January 18, 1991|By Deborah I. Greene | Deborah I. Greene,Baltimore County Bureau of The Sun

There is no conclusive evidence to place Steven H. Oken in the apartment of a White Marsh woman he is accused of murdering -- not even a strip of rubber that prosecutors say matched his tennis shoe, a defense lawyer argued yesterday.

Attorney Benjamin Lipsitz questioned whether the strip of rubber actually came from Oken's shoe, challenged other evidence and offered the possibility of another suspect in the Nov. 1, 1987, murder and sexual assault of Dawn M. Garvin, 20.

"This jury is being asked to speculate beyond the realm of reason," he told Baltimore County Circuit Judge James T. Smith Jr., in an attempt to get Oken, 30, of White Marsh acquitted for lack of evidence midway in the trial.

But his argument only succeeded in persuading the state to drop a number of lesser charges, including daytime housebreaking, a second-degree sex offense and an attempted sex offense. Oken also is charged with first-degree murder, rape and robbery.

Mr. Lipsitz said the state has not presented any evidence of body fluids to prove that Oken raped Ms. Garvin.

"Even if a jury did find from this evidence that Oken killed Ms. Garvin there is no evidence to say that he assaulted her sexually," he argued. "There's no blood, direct eyewitness or anything to place Oken at the scene."

FBI agent William Heilman, an expert in torn-edge comparisons, testified previously that the piece of rubber had, at one time, been a part of the sole of Oken's tennis shoe.

But after Mr. Lipsitz grilled him on the witness stand for more than hour, Mr. Heilman admitted that his experiments on the shoe were not without fault. The rubber was not an exact fit, merely a "close" match.

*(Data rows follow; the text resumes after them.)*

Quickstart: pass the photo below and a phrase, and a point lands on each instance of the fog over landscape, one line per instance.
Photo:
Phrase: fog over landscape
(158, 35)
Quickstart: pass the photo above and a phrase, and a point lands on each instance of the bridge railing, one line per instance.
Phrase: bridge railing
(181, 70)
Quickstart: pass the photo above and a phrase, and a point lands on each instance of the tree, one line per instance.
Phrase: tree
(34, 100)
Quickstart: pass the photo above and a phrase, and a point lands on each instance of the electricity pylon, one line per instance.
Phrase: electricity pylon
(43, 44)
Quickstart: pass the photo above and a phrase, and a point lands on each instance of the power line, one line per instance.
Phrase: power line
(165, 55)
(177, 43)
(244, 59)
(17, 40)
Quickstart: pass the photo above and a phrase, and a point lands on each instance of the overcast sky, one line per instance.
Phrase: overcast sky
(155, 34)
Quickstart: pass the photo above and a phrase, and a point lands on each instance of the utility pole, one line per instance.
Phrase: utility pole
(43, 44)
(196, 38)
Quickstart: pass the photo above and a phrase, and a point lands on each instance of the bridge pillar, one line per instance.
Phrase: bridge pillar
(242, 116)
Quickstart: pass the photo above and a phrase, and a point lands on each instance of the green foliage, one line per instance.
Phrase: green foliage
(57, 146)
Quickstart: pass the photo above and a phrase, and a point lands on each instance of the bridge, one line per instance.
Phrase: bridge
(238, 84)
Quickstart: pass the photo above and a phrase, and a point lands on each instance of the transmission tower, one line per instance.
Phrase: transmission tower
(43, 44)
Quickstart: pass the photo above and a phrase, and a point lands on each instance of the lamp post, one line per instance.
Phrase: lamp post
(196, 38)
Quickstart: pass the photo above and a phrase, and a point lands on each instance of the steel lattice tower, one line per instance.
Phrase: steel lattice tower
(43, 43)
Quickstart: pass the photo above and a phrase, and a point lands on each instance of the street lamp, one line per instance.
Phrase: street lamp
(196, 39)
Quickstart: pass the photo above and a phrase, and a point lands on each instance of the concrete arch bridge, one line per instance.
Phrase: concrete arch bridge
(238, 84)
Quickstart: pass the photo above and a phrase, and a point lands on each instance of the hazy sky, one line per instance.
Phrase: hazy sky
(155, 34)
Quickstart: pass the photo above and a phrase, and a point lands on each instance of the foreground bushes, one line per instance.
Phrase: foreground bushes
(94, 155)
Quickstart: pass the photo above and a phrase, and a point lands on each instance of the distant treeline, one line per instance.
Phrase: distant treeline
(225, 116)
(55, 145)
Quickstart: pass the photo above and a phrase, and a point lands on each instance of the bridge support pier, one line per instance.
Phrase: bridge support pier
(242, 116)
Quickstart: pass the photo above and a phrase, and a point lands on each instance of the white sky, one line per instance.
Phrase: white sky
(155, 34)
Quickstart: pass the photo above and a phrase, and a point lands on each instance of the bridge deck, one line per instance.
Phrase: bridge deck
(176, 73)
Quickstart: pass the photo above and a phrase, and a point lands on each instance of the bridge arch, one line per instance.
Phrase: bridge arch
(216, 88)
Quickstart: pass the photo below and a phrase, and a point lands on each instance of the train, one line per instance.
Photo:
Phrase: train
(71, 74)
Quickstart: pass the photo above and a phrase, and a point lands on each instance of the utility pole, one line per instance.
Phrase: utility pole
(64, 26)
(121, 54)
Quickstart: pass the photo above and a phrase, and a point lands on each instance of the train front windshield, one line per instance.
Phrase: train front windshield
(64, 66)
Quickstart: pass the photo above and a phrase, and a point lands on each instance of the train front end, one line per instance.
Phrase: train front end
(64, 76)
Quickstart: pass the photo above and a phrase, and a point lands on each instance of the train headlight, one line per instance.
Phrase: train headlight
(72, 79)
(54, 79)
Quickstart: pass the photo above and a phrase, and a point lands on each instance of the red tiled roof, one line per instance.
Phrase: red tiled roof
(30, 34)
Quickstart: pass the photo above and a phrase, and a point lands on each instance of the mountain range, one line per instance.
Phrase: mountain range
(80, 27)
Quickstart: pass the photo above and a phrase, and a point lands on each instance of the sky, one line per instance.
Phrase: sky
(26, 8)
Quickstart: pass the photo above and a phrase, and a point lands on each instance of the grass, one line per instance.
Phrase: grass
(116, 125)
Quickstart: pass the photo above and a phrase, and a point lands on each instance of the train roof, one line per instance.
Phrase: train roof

Someone else may have caused her death, Mr. Lipsitz suggested, as he introduced testimony from several police officers who had briefly investigated a Perry Hall man in connection with the slaying.

Acting on a tip, police had questioned a pizza delivery man who had been in the apartment complex where Mrs. Garvin lived on the night she was killed.

But police ruled out the man as the suspect because his physical description did not match that of another suspicious visitor to the complex that night, a man several witnesses later identified as Oken.